Quelques clarifications avec l’asbl BruZelle, qui lutte contre la précarité et les tabous autour des règles et contribue activement, depuis sa création en 2016, à rendre ces problématiques plus visibles.
La précarité menstruelle recouvre trois réalités, qui peuvent coexister : le manque d’accès à des produits menstruels faute de moyens financiers, le manque d’accès à l’information sur la santé et la sécurité menstruelle, qui peut amener à se mettre en danger, et le manque d’accès à des endroits où se changer en toute sécurité : des toilettes qui ferment, équipées d’eau, de savon et de papier... En découle un risque pour la santé, et une charge mentale accrue.
- Selon une enquête menée en 2021 en FWB par Synergie Wallonie à la demande de Christie Morreale, ministre wallonne de la Santé et de l’Égalité des chances, 11% des répondantes de 12 à 18 ans rencontrent des difficultés financières pour se procurer des protections.
La sécurité menstruelle, c’est pouvoir trouver un produit menstruel quand on en a besoin, qu’on soit ou non en situation de précarité. « L’école est un milieu bienveillant qui doit pouvoir mettre ce genre de produits à la disposition de ses élèves et de son personnel, estime Veronica Martinez, fondatrice et directrice de l’association. On peut oublier son matériel à la maison, le cycle peut être irrégulier... Il y a aussi beaucoup de chances pour que les ménarches, les premières règles, arrivent à l’école ».
► Pour des toilettes propres et adaptées
Le manque d’accès à des toilettes propres et adaptées peut contribuer à l’insécurité, voire à la précarité menstruelle. Or les toilettes d’école n’ont pas très bonne réputation. Portes sans verrou, éviers bouchés, éclairage et chauffage défectueux, saleté, absence de papier toilette et de savon… « La situation dans beaucoup d’écoles était assez catastrophique », explique Sigrid Vannuffel, du programme Ne tournons pas autour du pot !, créé en 2015 par le Fonds BYX et l’asbl Question Santé pour améliorer le bien-être et la santé des élèves à travers l’amélioration des sanitaires.
Chaque année scolaire, le programme offre un accompagnement méthodologique et une enveloppe budgétaire à des écoles fondamentales et secondaires, et Sigrid Vannuffel constate que la question des règles revient de plus en plus souvent.
« Des écoles souhaitent utiliser une partie du budget pour installer un distributeur de produits périodiques, ce qui rentre tout à fait dans la philosophie du programme. Mais c’est important de réfléchir aussi à tout ce qui gravite autour, c’est-à-dire à des sanitaires confortables et sécurisants, entretenus régulièrement ». Et d’ajouter que laisser les enfants se rendre aux toilettes quand ils en ont besoin est également essentiel dans ce contexte.

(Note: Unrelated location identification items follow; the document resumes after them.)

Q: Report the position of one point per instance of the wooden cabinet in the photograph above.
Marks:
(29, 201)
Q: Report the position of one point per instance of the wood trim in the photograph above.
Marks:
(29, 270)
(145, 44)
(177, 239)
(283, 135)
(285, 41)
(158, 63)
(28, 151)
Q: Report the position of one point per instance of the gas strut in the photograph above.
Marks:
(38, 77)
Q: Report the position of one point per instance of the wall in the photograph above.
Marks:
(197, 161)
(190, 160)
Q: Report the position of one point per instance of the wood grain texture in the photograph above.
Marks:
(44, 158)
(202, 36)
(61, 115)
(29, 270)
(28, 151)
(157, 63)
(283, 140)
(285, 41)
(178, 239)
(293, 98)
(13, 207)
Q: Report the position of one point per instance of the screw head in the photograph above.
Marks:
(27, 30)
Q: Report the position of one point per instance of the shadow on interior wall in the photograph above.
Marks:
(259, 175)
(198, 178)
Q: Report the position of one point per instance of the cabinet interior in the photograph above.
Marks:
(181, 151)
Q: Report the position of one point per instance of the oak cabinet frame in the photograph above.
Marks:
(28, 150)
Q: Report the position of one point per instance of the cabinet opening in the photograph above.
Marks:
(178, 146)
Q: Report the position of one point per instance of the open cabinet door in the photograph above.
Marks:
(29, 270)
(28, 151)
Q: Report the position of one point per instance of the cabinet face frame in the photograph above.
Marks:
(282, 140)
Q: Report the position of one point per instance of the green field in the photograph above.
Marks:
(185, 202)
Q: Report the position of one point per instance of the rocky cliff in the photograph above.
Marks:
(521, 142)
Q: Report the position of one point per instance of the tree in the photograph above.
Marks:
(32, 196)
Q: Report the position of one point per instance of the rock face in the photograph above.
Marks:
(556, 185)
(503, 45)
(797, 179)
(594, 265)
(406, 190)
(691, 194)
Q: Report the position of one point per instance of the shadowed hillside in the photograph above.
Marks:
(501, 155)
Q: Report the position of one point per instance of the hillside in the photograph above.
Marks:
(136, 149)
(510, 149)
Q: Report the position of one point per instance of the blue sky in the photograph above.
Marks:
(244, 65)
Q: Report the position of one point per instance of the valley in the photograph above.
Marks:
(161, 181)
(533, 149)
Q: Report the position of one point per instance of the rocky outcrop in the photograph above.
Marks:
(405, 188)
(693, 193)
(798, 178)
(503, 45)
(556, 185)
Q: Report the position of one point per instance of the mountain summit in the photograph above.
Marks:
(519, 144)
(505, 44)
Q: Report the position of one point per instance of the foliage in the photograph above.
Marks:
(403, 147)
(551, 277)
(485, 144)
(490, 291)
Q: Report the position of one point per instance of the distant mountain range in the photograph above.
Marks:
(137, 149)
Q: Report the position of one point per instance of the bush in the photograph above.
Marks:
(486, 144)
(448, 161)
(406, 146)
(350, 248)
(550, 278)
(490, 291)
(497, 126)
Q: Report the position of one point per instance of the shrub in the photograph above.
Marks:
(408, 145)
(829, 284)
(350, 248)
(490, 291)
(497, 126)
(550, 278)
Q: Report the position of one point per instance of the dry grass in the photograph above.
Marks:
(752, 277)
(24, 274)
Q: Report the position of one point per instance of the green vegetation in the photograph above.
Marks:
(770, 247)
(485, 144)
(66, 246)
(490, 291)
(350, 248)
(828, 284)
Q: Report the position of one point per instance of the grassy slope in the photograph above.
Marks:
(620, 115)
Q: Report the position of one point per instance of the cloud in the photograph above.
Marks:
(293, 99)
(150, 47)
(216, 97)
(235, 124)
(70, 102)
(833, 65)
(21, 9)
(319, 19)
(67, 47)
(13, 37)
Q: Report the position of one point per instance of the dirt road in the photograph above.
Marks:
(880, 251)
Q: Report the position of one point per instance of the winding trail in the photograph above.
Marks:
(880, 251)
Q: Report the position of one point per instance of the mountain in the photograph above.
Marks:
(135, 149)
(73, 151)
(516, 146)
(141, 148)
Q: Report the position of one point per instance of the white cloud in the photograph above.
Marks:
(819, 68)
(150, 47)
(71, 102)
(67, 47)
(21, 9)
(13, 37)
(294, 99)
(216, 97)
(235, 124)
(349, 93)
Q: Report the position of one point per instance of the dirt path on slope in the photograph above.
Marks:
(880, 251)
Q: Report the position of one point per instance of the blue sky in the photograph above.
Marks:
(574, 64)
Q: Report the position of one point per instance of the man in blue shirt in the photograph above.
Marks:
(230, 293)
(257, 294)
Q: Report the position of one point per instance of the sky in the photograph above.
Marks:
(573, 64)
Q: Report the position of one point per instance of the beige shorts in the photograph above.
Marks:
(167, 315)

« S’ils ne sont pas vandalisés, c’est vous les gagnant·es »
« Des toilettes accueillantes, on a envie d’en prendre soin. C’est un cercle vertueux », souligne-t-elle encore, en insistant sur l’importance de sensibiliser et d’impliquer activement les élèves. Car une crainte qui revient souvent chez les écoles est celle du vandalisme. Nous avons posé la question à WBE et à la Ville de Bruxelles : aucune dégradation des distributeurs ne leur a été signalée jusqu’ici dans le cadre de leurs projets-pilotes. La clé, pour Veronica Martinez, de l’asbl BruZelle, serait la responsabilisation : « On leur dit : ‘Puisque des produits menstruels vont être mis à disposition dans vos toilettes, si ça marche et qu’ils ne sont pas vandalisés, c’est vous les gagnant·es’ ».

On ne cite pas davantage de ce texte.